И просит о каторге как о величайшей милости, о самой тяжелой работе, за которой можно забыться. Не только смерть, но и телесное наказание предпочел бы он вечному заключению в крепости, несмотря на доброту к нему коменданта: «В уединённом же заключении все помнишь и помнишь без пользы; и мысль и память становятся невыразимым мучением, и живешь долго, живешь против воли и, никогда не умирая, всякий день умираешь в бездействии и в тоске».

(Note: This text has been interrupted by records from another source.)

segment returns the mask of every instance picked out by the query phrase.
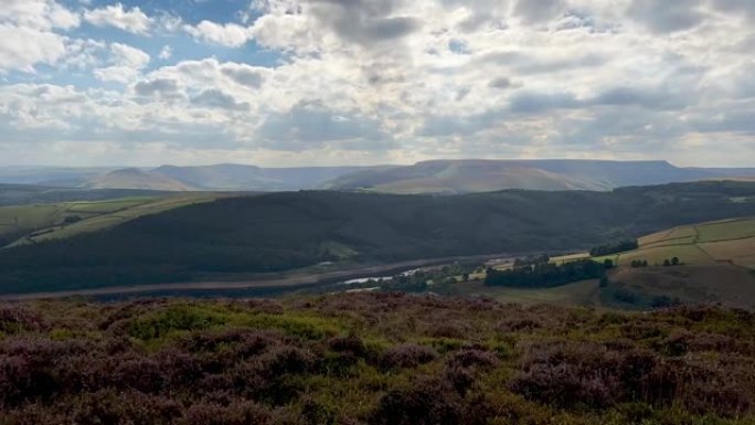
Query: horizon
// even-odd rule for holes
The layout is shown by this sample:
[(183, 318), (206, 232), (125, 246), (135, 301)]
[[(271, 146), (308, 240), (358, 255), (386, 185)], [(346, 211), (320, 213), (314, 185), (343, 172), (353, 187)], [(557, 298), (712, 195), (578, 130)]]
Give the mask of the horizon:
[(407, 163), (370, 163), (370, 164), (313, 164), (313, 166), (262, 166), (253, 162), (206, 162), (206, 163), (158, 163), (158, 164), (128, 164), (114, 163), (102, 166), (65, 166), (65, 164), (0, 164), (0, 169), (113, 169), (127, 170), (153, 170), (161, 167), (178, 167), (178, 168), (201, 168), (201, 167), (219, 167), (219, 166), (242, 166), (242, 167), (257, 167), (264, 169), (296, 169), (296, 168), (375, 168), (375, 167), (411, 167), (424, 162), (462, 162), (462, 161), (490, 161), (490, 162), (534, 162), (534, 161), (574, 161), (574, 162), (628, 162), (628, 163), (658, 163), (663, 162), (680, 169), (755, 169), (755, 163), (751, 166), (682, 166), (666, 159), (603, 159), (603, 158), (435, 158), (426, 159)]
[(2, 163), (752, 167), (755, 3), (6, 0)]

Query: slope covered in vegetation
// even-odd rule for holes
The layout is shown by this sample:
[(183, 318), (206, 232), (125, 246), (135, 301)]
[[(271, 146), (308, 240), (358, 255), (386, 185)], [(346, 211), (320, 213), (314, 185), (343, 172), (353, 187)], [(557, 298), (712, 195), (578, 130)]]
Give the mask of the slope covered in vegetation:
[(752, 424), (755, 316), (351, 294), (0, 305), (1, 424)]
[(213, 280), (321, 262), (587, 248), (680, 224), (755, 215), (753, 196), (753, 183), (706, 182), (608, 193), (293, 192), (221, 199), (3, 251), (0, 291)]

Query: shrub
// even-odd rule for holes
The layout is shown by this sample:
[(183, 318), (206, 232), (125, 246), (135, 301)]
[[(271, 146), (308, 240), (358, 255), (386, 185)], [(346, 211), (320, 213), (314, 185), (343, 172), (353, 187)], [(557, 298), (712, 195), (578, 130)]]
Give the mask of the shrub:
[(371, 425), (457, 425), (464, 405), (448, 385), (423, 378), (412, 386), (385, 394), (370, 417)]
[(416, 368), (419, 364), (432, 362), (437, 357), (437, 351), (429, 347), (406, 343), (385, 350), (380, 360), (380, 364), (384, 369)]

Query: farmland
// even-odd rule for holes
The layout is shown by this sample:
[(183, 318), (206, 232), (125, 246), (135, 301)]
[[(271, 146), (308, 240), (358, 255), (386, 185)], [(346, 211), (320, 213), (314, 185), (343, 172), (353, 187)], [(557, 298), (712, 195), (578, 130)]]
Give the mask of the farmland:
[[(752, 193), (751, 183), (704, 182), (450, 196), (300, 191), (198, 202), (178, 195), (43, 227), (52, 232), (0, 255), (0, 293), (249, 280), (320, 263), (354, 267), (584, 249), (676, 225), (755, 215), (755, 204), (732, 201)], [(76, 208), (84, 213), (100, 206)]]
[(97, 232), (217, 198), (215, 193), (192, 193), (0, 206), (0, 245), (10, 247)]

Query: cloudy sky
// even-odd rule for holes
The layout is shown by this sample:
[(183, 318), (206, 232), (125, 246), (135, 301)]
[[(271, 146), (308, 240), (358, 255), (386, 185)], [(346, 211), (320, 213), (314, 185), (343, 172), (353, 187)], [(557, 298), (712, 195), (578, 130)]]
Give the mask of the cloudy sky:
[(0, 164), (755, 167), (753, 0), (0, 0)]

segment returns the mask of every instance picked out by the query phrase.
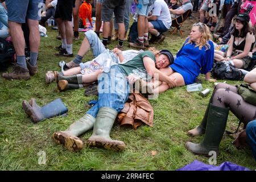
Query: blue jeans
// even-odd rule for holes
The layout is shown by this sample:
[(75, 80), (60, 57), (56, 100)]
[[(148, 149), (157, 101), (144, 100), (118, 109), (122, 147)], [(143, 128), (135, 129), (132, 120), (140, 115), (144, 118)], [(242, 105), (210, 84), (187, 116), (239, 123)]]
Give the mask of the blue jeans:
[[(96, 61), (101, 65), (104, 64), (104, 62), (107, 58), (110, 58), (112, 59), (112, 65), (118, 63), (118, 60), (114, 53), (105, 48), (104, 45), (103, 45), (101, 40), (93, 31), (91, 30), (88, 31), (85, 33), (85, 35), (88, 40), (93, 56), (95, 57), (93, 60)], [(80, 63), (80, 66), (81, 69), (84, 69), (90, 63), (90, 61), (88, 61), (85, 63)]]
[[(129, 28), (130, 14), (131, 13), (131, 7), (132, 3), (133, 3), (133, 0), (126, 0), (125, 1), (124, 23), (125, 23), (126, 32), (127, 32), (128, 28)], [(114, 16), (114, 30), (118, 30), (118, 23), (115, 23), (115, 18)]]
[(256, 161), (256, 119), (250, 121), (246, 126), (246, 142), (251, 147)]
[(98, 102), (87, 114), (96, 118), (101, 107), (111, 107), (118, 112), (123, 109), (128, 100), (130, 87), (125, 74), (118, 65), (111, 67), (108, 73), (103, 72), (98, 78)]
[(0, 3), (0, 22), (3, 23), (6, 27), (9, 27), (8, 25), (8, 16), (7, 11), (1, 3)]
[(6, 0), (8, 19), (11, 22), (24, 23), (26, 19), (40, 20), (41, 16), (39, 3), (43, 0)]

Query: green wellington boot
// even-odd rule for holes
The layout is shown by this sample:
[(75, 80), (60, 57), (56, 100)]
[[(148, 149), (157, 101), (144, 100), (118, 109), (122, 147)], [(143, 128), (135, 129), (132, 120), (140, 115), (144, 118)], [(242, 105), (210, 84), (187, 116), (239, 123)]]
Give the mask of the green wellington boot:
[(185, 147), (195, 154), (209, 156), (209, 152), (214, 151), (218, 155), (218, 146), (224, 134), (229, 115), (229, 108), (210, 105), (205, 135), (200, 144), (188, 142)]
[(59, 82), (59, 81), (61, 80), (67, 80), (69, 84), (82, 84), (82, 75), (81, 74), (65, 76), (62, 76), (58, 72), (55, 71), (54, 76), (57, 84)]
[(53, 133), (52, 138), (57, 143), (64, 145), (71, 151), (80, 151), (84, 148), (85, 142), (77, 136), (91, 130), (93, 127), (95, 120), (92, 115), (85, 114), (72, 124), (67, 130)]
[(201, 122), (199, 126), (197, 126), (195, 129), (190, 130), (188, 131), (187, 134), (191, 136), (199, 136), (205, 133), (205, 129), (207, 122), (207, 118), (208, 117), (209, 108), (210, 107), (210, 105), (212, 104), (212, 96), (210, 98), (208, 105), (207, 106), (207, 109), (204, 113), (204, 118)]
[(109, 136), (117, 113), (115, 110), (110, 107), (104, 107), (100, 109), (93, 127), (93, 134), (87, 140), (89, 146), (117, 151), (125, 148), (125, 143), (112, 140)]
[(57, 88), (60, 92), (68, 90), (78, 89), (84, 87), (83, 84), (69, 84), (65, 80), (59, 81)]

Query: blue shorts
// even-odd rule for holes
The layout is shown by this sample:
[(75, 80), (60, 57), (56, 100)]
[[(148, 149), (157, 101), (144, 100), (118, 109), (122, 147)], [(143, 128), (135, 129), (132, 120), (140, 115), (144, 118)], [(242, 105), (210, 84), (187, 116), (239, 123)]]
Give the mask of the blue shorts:
[(41, 19), (40, 9), (43, 0), (8, 0), (6, 1), (8, 9), (8, 20), (24, 23), (26, 19), (34, 20)]
[(162, 20), (158, 19), (155, 21), (150, 22), (154, 26), (154, 28), (160, 32), (164, 32), (168, 30), (168, 28), (166, 27)]
[(152, 1), (148, 1), (147, 3), (145, 3), (146, 0), (139, 0), (139, 5), (141, 5), (141, 8), (138, 8), (138, 6), (136, 7), (136, 12), (138, 12), (138, 14), (140, 15), (143, 15), (147, 16), (149, 12), (150, 6), (152, 5)]

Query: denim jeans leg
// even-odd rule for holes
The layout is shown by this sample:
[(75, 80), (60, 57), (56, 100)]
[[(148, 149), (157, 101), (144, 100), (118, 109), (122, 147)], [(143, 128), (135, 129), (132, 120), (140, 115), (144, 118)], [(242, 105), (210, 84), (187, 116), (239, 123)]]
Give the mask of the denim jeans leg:
[(109, 107), (118, 112), (121, 111), (128, 100), (130, 88), (121, 68), (112, 66), (109, 72), (101, 75), (98, 81), (99, 109)]
[(88, 39), (94, 57), (98, 56), (106, 50), (104, 45), (93, 31), (90, 30), (86, 32), (85, 35), (87, 39)]
[(1, 3), (0, 3), (0, 22), (3, 23), (6, 27), (9, 27), (8, 25), (8, 16), (7, 15), (7, 11)]
[(87, 114), (92, 115), (94, 118), (96, 118), (98, 112), (98, 101), (92, 106), (87, 112)]

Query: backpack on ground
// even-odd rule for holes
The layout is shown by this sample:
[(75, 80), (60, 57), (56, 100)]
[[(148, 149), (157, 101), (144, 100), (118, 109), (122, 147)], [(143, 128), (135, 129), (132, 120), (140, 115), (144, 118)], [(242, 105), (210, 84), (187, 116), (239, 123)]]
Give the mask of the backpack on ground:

Он просит позволения в последний раз увидеться и проститься с семьёй: со старым отцом, с матерью и любимой сестрой Татьяной: «Окажите мне сии две величайшие милости, ВСЕМИЛОСТИВЕЙШИЙ ГОСУДАРЬ, и я благословлю проведение, освободившее меня из рук немцев, для того чтобы предать меня в отеческие руки ВАШЕГО ИМПЕРАТОРСКОГО ВЕЛИЧЕСТВА».
И подписывается, «потеряв право называть себя верноподданным»: 'Кающийся грешник
Михаил Бакунин'.
— Дочитали? — спросил Гогель. — Что-то вы мрачны. Устали?
— Тяжело читать, как человек умоляет о каторге.
Саша много читал в своей жизни тюремных воспоминаний, писем и исследований правозащитников. И во всех была эта тягостная атмосфера, в которую засасывает так, словно ты сам сидишь в душной камере и годами не видишь солнца.
В «Исповеди» она присутствовала, хотя автору иногда удавалось вырваться, улетев и закружившись в бурном потоке воспоминаний.
— Он это заслужил, — сказал Григорий Федорович. — Достойный конец для злодея.
— Не такой уж он и злодей. Дедушка дал ему увидеться с семьей?
— Да, конечно. В присутствии коменданта крепости.
— А кто был комендантом?
— Иван Набоков. Ветеран Отечественной войны и Польской кампании. Очень достойный человек. Он приходился Бакунину дальним родственником.
Может, и не врал узник о добром к себе отношении.
И Саша потянулся за вторым документом.
— Уже десять, — сказал Гогель. — Довольно, Александр Александрович, завтра будет день.
— Но государь…
— Не думаю, что он приказал вам прочитать все сразу.
Пришлось смириться и читать второе письмо после уроков в понедельник.
Оно было адресовано папа́ и было коротким: три с половиной странички. На первом листе рукой отца была начертана резолюция: «Другого для него исхода не вижу, как ссылку в Сибирь на поселение».
И ниже переписана и заверена князем Долгоруковым: «Собственною ЕГО ВЕЛИЧЕСТВА рукою написано карандашом».
Долгоруков Василий Андреевич возглавлял Корпус жандармов и Третье отделение.
Прошение было написано другим почерком, совершенно ужасным и неразборчивым, не тем, что «Исповедь». И Саша почувствовал в авторе родственную душу. Очевидно «Исповедь» красиво переписали для дедушки, а письмо к папа́ оставили, как было.
Начиналось оно уже привычно, сплошь большими буквами: «ВАШЕ ИМПЕРАТОРСКОЕ ВЕЛИЧЕСТВО, ВСЕМИЛОСТИВЕЙШИЙ ГОСУДАРЬ!»
Но в остальном казалось более искренним и смиренным. Автор, конечно, каялся и извинялся за свою «Исповедь», которая была написана «в чаду недавнего прошедшего» и поэтому не могла заслужить одобрения Николая Первого, но больше не пересказывал свою жизнь, только просил о милости.
Одинокое заключение это — смерть при жизни, разрушение всех телесных, нравственных и умственных сил, от которого человек деревянеет, дряхлеет, глупеет и сто раз в день призывает смерть как спасение. Но оно ставит человека лицом к лицу с правдою и с самим собою, и он видит жизнь свою в ее настоящем значении и свете и становится своим палачом.